Well I booted this morning and the exact same thing came back. So some additional notes:

1) The LAN config is Comcast cable -> Arris 722 modem (single port) -> Netgear Router (WiFi + 4 LAN)

2) The mtr fails across all hops, and I've seen it fail on hop #1 (my Netgear 192.168.1.1)

3) Recalling the single core (out of 8) 100% utilization which happens when I take eth0 down the top info is:

steve@debian:~$ top -b -n 1 | head -n 25
top - 14:10:37 up 7 min, 2 users, load average: 0.19, 0.71, 0.52
Tasks: 174 total, 1 running, 173 sleeping, 0 stopped, 0 zombie
%Cpu(s): 5.6 us, 4.7 sy, 0.0 ni, 87.9 id, 1.7 wa, 0.0 hi, 0.1 si, 0.0 st
KiB Mem: 16367004 total, 1073080 used, 15293924 free, 34908 buffers
KiB Swap: 33342460 total, 0 used, 33342460 free, 538796 cached

PID USER PR NI VIRT RES SHR S %CPU %MEM TIME+ COMMAND
2294 root 20 0 66512 504 192 S 98.2 0.0 4:31.42 wvbhgntrsa
3881 steve 20 0 1001m 126m 39m S 19.6 0.8 0:11.39 gnome-shell
4043 steve 20 0 378m 16m 11m S 6.5 0.1 0:00.68 gnome-terminal
1 root 20 0 10648 828 692 S 0.0 0.0 0:01.14 init
2 root 20 0 0 0 0 S 0.0 0.0 0:00.00 kthreadd
3 root 20 0 0 0 0 S 0.0 0.0 0:00.00 ksoftirqd/0
6 root rt 0 0 0 0 S 0.0 0.0 0:00.09 migration/0


So I decided to remove the Netgear completely - Debian is now hardwired directly into the Arris modem.
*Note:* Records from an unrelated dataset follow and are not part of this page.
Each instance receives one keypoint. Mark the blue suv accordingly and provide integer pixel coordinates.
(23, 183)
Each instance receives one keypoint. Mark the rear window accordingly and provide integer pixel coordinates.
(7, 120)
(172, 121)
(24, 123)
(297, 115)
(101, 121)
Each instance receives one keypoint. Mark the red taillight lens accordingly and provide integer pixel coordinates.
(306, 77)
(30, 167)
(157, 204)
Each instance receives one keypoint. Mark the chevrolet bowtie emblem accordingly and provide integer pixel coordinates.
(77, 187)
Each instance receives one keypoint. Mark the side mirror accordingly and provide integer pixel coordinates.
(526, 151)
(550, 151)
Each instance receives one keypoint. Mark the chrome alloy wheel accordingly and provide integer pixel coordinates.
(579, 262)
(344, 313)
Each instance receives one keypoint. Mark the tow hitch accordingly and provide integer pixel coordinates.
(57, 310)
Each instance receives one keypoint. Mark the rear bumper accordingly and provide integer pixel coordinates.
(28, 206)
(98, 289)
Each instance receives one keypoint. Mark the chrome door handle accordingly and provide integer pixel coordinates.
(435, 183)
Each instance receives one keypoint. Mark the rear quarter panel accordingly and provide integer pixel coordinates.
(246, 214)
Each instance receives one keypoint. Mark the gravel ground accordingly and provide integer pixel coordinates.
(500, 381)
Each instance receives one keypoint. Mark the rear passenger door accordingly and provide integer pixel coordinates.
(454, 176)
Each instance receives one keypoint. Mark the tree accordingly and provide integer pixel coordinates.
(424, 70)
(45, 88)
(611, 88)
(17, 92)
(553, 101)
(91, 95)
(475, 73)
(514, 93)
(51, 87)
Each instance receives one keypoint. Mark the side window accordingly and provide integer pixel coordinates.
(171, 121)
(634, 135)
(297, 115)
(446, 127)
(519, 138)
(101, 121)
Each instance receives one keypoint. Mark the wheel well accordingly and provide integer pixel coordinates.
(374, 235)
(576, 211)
After booting the same cycle begins again - ~2 min 24 sec of normalcy, then ~26 seconds of 800% (all 8 CPU cores) CPU utilization. This period repeats just like clockwork. During the 800% utilization:

steve@debian:~$ top -b -n 1
top - 19:07:18 up 1 min, 2 users, load average: 4.48, 1.24, 0.43
Tasks: 175 total, 2 running, 173 sleeping, 0 stopped, 0 zombie
%Cpu(s): 12.8 us, 12.8 sy, 0.0 ni, 68.3 id, 5.7 wa, 0.0 hi, 0.4 si, 0.0 st
KiB Mem: 16367004 total, 743496 used, 15623508 free, 28640 buffers
KiB Swap: 33342460 total, 0 used, 33342460 free, 375620 cached

PID USER PR NI VIRT RES SHR S %CPU %MEM TIME+ COMMAND
2297 root 20 0 156m 4416 184 S 726.2 0.0 3:31.03 izsobvefdj
1 root 20 0 10648 828 692 S 0.0 0.0 0:01.12 init
2 root 20 0 0 0 0 S 0.0 0.0 0:00.00 kthreadd
3 root 20 0 0 0 0 S 0.0 0.0 0:00.08 ksoftirqd/0
4 root 20 0 0 0 0 S 0.0 0.0 0:00.00 kworker/0:0
5 root 20 0 0 0 0 S 0.0 0.0 0:00.00 kworker/u:0
6 root rt 0 0 0 0 S 0.0 0.0 0:00.04 migration/0


Note that during this 800% CPU utilization mtr fails hop 2 - 10. (Hop #1 is "???"). Ping also fails. (This is also the time when my Netgear would drop wireless connections and also report a DOS attack).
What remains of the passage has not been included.